Tags: ConvNets, Decreased GPU Throughput, Increased Accuracy, Method, Capacity

TL;DR

Adds a channel-wise attention operator in CNNs. Attention coefficients are produced by a small, trainable MLP that uses the channels’ globally pooled activations as input.

Squeeze-and-Excitation

After an activation tensor \(\mathbf{X}\) is passed through Conv2d \(\mathbf{F}_{tr}\) to yield a new tensor \(\mathbf{U}\), a Squeeze-Excitation (SE) module scales the channels in a data-dependent manner. The scales are produced by a single-hidden-layer fully-connected network whose input is the global-averaged-pooled \(\mathbf{U}\). This can be seen as a channel-wise attention mechanism.

Attribution

Squeeze-and-Excitation Networks by Jie Hu, Li Shen, and Gang Sun (2018).

Code and Hyperparameters

latent_channels - Number of channels to use in the hidden layer of MLP that computes channel attention coefficients.
min_channels - The minimum number of output channels in a Conv2d for an SE module to be added afterward.

Applicable Settings

Applicable to convolutional neural networks. Currently only implemented for CNNs with 2d inputs (e.g., images).

Example Effects

0.5-1.5% accuracy gain, roughly 25% slowdown of the model.
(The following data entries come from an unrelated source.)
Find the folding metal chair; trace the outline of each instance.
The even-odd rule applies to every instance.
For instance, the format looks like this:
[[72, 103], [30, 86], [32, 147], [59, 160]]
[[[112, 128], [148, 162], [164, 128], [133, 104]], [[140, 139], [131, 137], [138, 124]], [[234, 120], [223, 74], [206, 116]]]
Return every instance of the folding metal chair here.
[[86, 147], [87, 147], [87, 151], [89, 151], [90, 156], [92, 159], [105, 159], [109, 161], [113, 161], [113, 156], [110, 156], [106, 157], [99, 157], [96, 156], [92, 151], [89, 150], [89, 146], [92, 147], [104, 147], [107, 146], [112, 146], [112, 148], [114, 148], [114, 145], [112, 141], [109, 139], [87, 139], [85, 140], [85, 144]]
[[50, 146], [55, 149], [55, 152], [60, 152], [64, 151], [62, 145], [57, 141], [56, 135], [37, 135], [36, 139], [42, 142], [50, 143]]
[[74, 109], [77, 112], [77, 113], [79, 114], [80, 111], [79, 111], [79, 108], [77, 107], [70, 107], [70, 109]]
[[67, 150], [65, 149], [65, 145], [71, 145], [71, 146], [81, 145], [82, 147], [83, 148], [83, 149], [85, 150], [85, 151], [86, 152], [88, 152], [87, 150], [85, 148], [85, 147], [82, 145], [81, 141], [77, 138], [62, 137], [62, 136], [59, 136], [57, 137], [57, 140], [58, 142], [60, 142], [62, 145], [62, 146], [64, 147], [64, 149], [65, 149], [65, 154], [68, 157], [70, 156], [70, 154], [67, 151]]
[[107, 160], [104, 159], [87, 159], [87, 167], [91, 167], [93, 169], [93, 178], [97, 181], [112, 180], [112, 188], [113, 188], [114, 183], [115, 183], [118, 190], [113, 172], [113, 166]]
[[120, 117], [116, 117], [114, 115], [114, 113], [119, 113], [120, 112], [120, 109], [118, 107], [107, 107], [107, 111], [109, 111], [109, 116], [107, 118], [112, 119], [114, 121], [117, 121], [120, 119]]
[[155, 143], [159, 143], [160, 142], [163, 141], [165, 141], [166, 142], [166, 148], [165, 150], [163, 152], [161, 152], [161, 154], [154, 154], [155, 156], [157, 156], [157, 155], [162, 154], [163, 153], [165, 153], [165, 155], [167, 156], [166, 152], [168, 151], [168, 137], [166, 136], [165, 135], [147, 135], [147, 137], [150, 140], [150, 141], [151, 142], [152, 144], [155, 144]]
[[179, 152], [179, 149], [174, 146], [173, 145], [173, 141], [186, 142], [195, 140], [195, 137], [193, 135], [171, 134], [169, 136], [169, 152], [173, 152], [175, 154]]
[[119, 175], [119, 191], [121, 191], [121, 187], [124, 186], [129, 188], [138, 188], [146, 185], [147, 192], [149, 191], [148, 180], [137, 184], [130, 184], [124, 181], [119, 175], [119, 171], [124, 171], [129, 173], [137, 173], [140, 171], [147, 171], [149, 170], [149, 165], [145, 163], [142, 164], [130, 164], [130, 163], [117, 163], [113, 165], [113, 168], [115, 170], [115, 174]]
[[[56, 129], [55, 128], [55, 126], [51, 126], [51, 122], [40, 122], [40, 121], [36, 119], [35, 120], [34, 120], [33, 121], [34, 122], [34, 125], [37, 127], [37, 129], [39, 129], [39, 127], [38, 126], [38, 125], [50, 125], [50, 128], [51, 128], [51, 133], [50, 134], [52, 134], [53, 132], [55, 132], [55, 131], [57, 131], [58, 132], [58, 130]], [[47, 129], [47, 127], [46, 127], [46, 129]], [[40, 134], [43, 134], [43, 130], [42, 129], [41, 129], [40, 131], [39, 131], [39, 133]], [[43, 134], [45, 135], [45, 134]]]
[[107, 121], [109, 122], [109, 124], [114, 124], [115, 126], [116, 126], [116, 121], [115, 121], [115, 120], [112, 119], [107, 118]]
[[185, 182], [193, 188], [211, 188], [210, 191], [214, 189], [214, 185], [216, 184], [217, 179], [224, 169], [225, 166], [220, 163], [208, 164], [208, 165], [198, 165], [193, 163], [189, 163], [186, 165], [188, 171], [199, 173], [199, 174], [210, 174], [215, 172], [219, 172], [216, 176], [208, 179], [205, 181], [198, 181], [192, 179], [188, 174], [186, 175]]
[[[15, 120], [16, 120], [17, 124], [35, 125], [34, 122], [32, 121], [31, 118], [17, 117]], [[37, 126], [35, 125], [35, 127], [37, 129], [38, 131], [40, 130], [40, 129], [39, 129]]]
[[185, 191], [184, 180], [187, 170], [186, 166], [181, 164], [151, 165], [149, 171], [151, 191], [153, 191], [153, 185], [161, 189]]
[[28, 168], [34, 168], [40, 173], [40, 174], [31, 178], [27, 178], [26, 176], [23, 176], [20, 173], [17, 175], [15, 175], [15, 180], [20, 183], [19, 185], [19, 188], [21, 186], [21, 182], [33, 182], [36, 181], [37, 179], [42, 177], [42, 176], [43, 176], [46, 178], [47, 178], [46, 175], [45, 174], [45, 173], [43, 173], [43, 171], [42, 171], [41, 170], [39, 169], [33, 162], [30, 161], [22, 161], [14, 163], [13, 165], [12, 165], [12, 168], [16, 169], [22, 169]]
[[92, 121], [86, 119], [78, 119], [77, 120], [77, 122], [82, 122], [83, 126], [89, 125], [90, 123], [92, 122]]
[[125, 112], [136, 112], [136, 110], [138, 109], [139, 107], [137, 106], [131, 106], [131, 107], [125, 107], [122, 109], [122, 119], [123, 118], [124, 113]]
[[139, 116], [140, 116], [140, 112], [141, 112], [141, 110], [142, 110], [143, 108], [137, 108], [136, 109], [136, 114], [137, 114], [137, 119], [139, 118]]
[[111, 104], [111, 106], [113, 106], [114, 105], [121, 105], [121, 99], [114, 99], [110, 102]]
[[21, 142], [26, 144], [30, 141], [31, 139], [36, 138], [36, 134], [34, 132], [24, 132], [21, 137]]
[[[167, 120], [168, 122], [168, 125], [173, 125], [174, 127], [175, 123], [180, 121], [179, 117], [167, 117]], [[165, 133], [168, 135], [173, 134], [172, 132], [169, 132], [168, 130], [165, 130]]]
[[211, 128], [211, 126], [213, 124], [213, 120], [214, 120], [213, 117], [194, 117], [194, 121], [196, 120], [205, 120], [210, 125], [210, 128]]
E.g., we’ve seen an accuracy change from 76.1 to 77.2% on ImageNet with ResNet-50, in exchange for a training throughput decrease from 4500 samples/sec to 3500 samples/sec on eight RTX 3080 GPUs.

Implementation Details

Squeeze-Excitation blocks apply channel-wise attention to an activation tensor \(\mathbf{X}\). The attention coefficients are produced by a single-hidden-layer MLP (i.e., fully-connected network). This network takes in the result of global average pooling \(\mathbf{X}\) as its input vector. In short, the average activations within each channel are used to produce scalar multipliers for each channel.

In order to be architecture-agnostic, our implementation applies the SE attention mechanism after individual conv2d modules, rather than at particular points in particular networks. This results in more SE modules being present than in the original paper.

Our implementation also allows applying the SE module after only certain conv2d modules, based on their channel count (see hyperparameter discussion).

Suggested Hyperparameters

latent_channels - 64 yielded the best speed-accuracy tradeoffs in our ResNet experiments. The original paper expressed this as a “reduction ratio” \(r\) that makes the MLP latent channel count a fraction of the SE block’s input channel count. We also support specifying latent_channels as a fraction of the input channel count, although we’ve found that it tends to yield a worse speed vs accuracy tradeoff.
min_channels - For typical CNNs that have lower channel count at higher resolution, this can be used to control where in the network to start applying SE blocks. Ops with higher channel counts take longer to compute relative to the time taken by the SE block. An appropriate value is architecture-dependent, but we weakly suggest setting this to 128 if the architecture in question has modules with at least this many channels.

Considerations

This method tends to consistently improve the accuracy of CNNs both in absolute terms and when controlling for training and inference time. This may come at the cost of a roughly 20% increase in inference latency, depending on the architecture and inference hardware.

Composability

Because SE modules slow down the model, they compose well with methods that make the data loader slower (e.g., RandAugment) or that speed up each training step (e.g., Selective Backprop). In the former case, the slower model allows more time for the data loader to run. In the latter case, the initial slowdown allows techniques that accelerate the forward and backward passes to have a greater effect before they become limited by the data loader’s speed.